Juste la fin du monde (scénario)


Juste la fin du monde (scénario) : La Musique

Retrouver Gabriel Yared par Xavier Dolan

Derrière tout grand compositeur se cache apparemment une eau de toilette attendant son voleur. Nous l’allons montrer tout à l’heure… À l’époque où il avait composé la musique de Tom à la ferme, Gabriel Yared travaillait depuis Paris, tandis que de l’autre côté de l’océan, je jouais dans un film et entamais l’écriture de Mommy. L’expérience fut déterminante, mais entièrement virtuelle ; jamais je n’eus l’occasion de le rencontrer en personne durant cette collaboration. L’aventure de Juste la fin du monde, nous le savions, devait être plus… physique.
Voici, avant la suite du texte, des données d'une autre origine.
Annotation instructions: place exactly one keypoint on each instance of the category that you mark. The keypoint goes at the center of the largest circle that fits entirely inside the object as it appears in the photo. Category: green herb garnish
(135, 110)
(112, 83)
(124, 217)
Quelques semaines avant le tournage, j’envoyai à Gabriel une pièce instrumentale en guise de référence, histoire de donner le ton. Il m’envoya en retour une valse bouleversante qui me toucha droit au coeur. Lorsque je l’entendis, je sus tout de suite qu’elle serait destinée à la crise finale du film ; toute l’incompréhension, toute l’impuissance des gens sans écoute qui ne voient rien venir et s’effondrent lorsque le sol se dérobe sous leurs pieds… J’entendais déjà les bégaiements confus de la mère : “Mais on prend tout de même le temps de se dire au revoir?”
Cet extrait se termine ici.